Zwei Fälle und ein deutsch-polnisches Familiendrama: Bernd Lange und Hans-Christian Schmid, die gemeinsam schon Drehbücher für herausragende Produktionen wie den Kinofilm „Requiem“ oder die Miniserie „Das Verschwinden“ geschrieben haben, sind erstmals als „Polizeiruf“-Autoren tätig. Und „Der Fall Sikorska“ kommt in der Inszenierung von Stefan Kornatz zwar als unspektakulärer, weitgehend konventionell erzählter Krimi daher, doch die Geschichte und die Figuren haben es in sich, grob gesagt: #MeToo, angereichert mit deutsch-polnischem Konfliktstoff. Neben den unterschwellig spürbaren Aversionen spielt das soziale Gefälle beiderseits der Grenze eine Rolle. Die Heises beschäftigen in ihrer schnieken Villa natürlich auch eine polnische Putzfrau, während Julias polnischer Vater allein in einer bescheidenen Datsche haust. Mit dem Tod Paulas sieht er seine Chance gekommen, um wieder gegen den verhassten Arzt aus dem Westen vorzugehen: „Endlich passiert etwas.“ Auch das Ermittlerteam ist sich nicht ganz einig. Während Olga Lenski (Maria Simon) sofort Verdacht schöpft und der alten Spur nachgehen möchte, will sich Adam Raczek (Lucas Gregorowicz) lieber auf den aktuellen Fall des getöteten Au-pair-Mädchens konzentrieren.

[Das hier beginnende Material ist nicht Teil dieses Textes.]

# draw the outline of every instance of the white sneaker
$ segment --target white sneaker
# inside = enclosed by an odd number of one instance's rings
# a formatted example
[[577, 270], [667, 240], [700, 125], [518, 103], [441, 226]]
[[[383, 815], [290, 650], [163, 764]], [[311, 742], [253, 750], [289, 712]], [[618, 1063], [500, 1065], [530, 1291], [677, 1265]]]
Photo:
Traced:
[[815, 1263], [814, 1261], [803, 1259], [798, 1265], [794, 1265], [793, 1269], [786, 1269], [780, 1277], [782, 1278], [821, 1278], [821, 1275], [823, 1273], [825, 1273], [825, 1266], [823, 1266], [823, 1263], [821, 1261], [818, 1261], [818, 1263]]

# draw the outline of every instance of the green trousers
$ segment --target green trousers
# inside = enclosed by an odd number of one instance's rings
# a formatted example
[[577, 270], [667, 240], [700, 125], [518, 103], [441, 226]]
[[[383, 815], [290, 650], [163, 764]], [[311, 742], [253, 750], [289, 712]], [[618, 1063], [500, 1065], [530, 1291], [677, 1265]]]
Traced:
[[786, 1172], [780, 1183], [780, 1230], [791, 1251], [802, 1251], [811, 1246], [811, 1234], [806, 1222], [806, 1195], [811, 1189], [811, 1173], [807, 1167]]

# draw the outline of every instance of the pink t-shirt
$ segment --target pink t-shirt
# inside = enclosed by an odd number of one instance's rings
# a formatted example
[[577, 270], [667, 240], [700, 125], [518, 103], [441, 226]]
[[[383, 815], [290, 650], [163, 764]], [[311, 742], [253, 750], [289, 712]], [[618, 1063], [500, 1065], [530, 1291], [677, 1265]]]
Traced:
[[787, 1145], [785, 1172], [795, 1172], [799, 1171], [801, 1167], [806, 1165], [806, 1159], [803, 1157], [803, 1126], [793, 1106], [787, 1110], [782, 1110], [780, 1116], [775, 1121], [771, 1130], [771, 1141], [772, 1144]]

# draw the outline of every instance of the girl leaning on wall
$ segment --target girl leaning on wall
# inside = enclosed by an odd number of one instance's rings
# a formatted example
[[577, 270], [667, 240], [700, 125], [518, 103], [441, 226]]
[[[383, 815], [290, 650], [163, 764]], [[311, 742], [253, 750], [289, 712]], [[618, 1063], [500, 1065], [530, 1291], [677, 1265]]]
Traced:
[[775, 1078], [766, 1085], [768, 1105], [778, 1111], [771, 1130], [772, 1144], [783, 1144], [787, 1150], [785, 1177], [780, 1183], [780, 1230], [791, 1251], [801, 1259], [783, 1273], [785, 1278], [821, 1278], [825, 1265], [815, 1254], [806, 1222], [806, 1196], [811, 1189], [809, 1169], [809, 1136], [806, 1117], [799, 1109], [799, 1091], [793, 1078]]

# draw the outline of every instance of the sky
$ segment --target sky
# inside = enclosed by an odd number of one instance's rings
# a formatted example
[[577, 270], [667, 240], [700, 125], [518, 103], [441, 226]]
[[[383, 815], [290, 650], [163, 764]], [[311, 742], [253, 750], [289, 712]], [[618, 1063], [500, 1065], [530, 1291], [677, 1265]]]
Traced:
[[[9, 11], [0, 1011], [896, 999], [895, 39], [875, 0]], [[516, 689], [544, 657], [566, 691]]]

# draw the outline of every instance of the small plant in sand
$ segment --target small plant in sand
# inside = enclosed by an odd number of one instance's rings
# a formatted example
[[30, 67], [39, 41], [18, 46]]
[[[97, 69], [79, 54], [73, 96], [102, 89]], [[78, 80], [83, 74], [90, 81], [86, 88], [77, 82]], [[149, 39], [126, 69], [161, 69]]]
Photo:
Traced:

Es zeichnet den Film jedoch aus, von der deutsch-polnischen Normalität beiläufig, ohne übertriebene Dramatik zu erzählen. Im Vordergrund bleiben immer der Kriminalstoff und die damit verbundenen familiären Konflikte. Es geht, zugegeben, etwas spröde zu, mit vielen Dialogen, einem gleichförmigen Tempo und einem Ermittler-Gespann, das sich auch im sechsten gemeinsamen Film eher fremd geblieben ist. Wobei Lange und Schmid das Privatleben der Kommissare diesmal konsequent ausblenden; auch Lenskis Tochter taucht diesmal nicht auf. Die Spannung erwächst aus der klassischen Whodunit-Frage „Wer war’s?“, und am Ende werden beide Fälle gelöst sein, aber – und hier ist der Film dann doch unkonventionell – der genaue Hergang der Taten bleibt offen. Es gibt auch sonst keine einzige Szene, in der körperliche Gewalt zu sehen wäre. Und doch erzählen die Autoren treffend und zunehmend beklemmend von vielen Aspekten, die beim Thema sexuelle Übergriffe ein Rolle spielen. Kommen viele Täter davon, weil betroffene Frauen allein gelassen werden? Etwa weil sie zurecht Sorge vor beruflichen Nachteilen haben? Aber geraten nicht auch unbescholtene Männer schnell unter Verdacht? „Der Fall Sikorska“ lotet das Spannungsfeld aus, ohne sich direkt auf die #MeToo-Debatte zu beziehen. Mit einer beinahe sachlich erzählten Geschichte, die ein vielleicht nicht ganz und gar überraschendes, aber dennoch bestürzendes Ende nimmt. Einen Auftritt, der besonders in Erinnerung bleibt, hat hier Lina Wendel, auch wenn sie als aus Polen stammende Arztgattin keine naheliegende Besetzung ist. Aber als Ehefrau, die sich, komme was wolle, entschlossen hat, ihrem Mann zu glauben und vertrauen, ist sie großartig.